Phosphorus exhibits valences of three or five, and can form many varied compounds. So called phosphorus pentoxide, but in reality the adamantane-shaped molecule P4O10, is a white poisonous substance and is used as a fertilizer. It is hygroscopic with a great affinity for water, with which it forms phosphoric acid, H3PO4, and is thus used as a desiccant. Some steel is dipped into phosphoric acid to inhibit corrosion. There are salts of three orthophosphates, MH2PO4 which are acidic, M2HPO4 which are neutral, and M3PO4 which are alkaline, in aqueous solutions. Phosphorus trioxide, P4O6, mixed with cold water forms phosphorus acid, H3PO3, whose salts are called phosphites. Other acids are: hypophosphorous, H3PO2; hypophosphoric, H4P2O6; pyrophosphoric, H4P2O7; metaphosphoric, HPO3; permonophosphoric, H3PO5; and perdiphosphoric, and H4P2O8. Some compounds of phosphorus are phosphorescent, that is they absorb light and re-emit it later as a greenish glow.

Phosphorus is commonly found as phosphates (especially calcium phosphate from bird droppings) in dry areas of the world, and is also present in plants and animals (where it occurs in bones as apatite, Ca5(Cl,F)(PO4)3, mineralised calcium phosphate). Phosphorus is obtained from calcium phosphate by heating it in an electric arc furnace to about 1450 Celsius with sand and carbon. Phosphates are deliberately added to drinking water supplies to prevent the leaching of metal atoms from household water pipes. The phosphates form a surface coating of insoluble complexes with the copper, lead or iron of the pipes, preventing leaching of poisonous metals from the pipes.

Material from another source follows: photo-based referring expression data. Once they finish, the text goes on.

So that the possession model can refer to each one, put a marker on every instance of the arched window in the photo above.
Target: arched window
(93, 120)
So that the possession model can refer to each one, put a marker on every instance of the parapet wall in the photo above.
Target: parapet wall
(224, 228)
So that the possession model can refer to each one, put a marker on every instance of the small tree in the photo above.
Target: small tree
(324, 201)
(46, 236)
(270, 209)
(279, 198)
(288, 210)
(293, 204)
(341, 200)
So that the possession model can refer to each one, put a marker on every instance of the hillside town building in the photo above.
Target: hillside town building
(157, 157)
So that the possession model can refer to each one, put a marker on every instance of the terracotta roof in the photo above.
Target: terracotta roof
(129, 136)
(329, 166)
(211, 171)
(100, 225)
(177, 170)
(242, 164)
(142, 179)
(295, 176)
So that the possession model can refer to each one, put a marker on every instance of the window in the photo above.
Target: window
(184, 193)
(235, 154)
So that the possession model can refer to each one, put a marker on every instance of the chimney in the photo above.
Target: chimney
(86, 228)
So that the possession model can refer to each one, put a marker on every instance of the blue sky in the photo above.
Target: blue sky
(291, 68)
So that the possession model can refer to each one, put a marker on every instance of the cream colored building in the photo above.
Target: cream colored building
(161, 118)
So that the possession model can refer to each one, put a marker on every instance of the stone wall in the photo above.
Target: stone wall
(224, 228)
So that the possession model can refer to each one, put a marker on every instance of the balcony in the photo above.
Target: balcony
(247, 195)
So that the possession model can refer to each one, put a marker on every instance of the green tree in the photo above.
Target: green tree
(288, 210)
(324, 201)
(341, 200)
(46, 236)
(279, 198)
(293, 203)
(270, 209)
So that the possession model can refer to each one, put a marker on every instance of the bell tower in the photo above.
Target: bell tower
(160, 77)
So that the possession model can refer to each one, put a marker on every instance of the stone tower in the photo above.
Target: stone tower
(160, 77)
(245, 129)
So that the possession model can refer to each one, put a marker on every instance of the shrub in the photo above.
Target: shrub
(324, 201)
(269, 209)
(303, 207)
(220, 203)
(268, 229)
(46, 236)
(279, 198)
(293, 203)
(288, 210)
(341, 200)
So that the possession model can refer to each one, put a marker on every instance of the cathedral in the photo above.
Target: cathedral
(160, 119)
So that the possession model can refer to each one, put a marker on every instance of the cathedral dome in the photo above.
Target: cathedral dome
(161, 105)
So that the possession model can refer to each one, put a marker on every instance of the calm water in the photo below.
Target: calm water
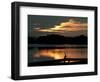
(45, 54)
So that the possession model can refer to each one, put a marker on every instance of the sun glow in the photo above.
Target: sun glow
(70, 25)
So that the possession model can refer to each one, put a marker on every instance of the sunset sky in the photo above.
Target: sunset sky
(39, 25)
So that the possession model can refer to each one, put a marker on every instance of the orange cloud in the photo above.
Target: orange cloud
(71, 25)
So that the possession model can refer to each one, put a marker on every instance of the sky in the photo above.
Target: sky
(41, 25)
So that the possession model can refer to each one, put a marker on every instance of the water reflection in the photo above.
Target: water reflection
(58, 53)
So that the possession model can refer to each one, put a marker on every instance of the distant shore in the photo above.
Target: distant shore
(60, 62)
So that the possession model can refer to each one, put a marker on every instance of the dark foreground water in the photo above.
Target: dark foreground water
(42, 55)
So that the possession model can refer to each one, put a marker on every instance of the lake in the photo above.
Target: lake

Phosphorus is added to bronze making phosphor bronze which is cast to produce slightly porous bearings capable of holding lubricating oil. The hydride, phosphine, PH3, otherwise known as Will o'th Wisp which rises from marshes and stinks, ignites spontaneously in air. Phosphorus dihydride, P2H4, the analogue of hydrazine, is a clear liquid. Phosphorus can be combined with gallium and arsenic to produce red emitting LEDs in GaAsP devices, or used as a dopant of silicon to make n-type semiconductor. A range of organophosphate compounds are used as sheep dip, insecticide sprays and nerve gases, but are extremely poisonous to man (and probably beast).

Phosphorus exists as just one stable isotope, phosphorus-31. In addition, 11 radioactive isotopes are known, from P-26 to P-38.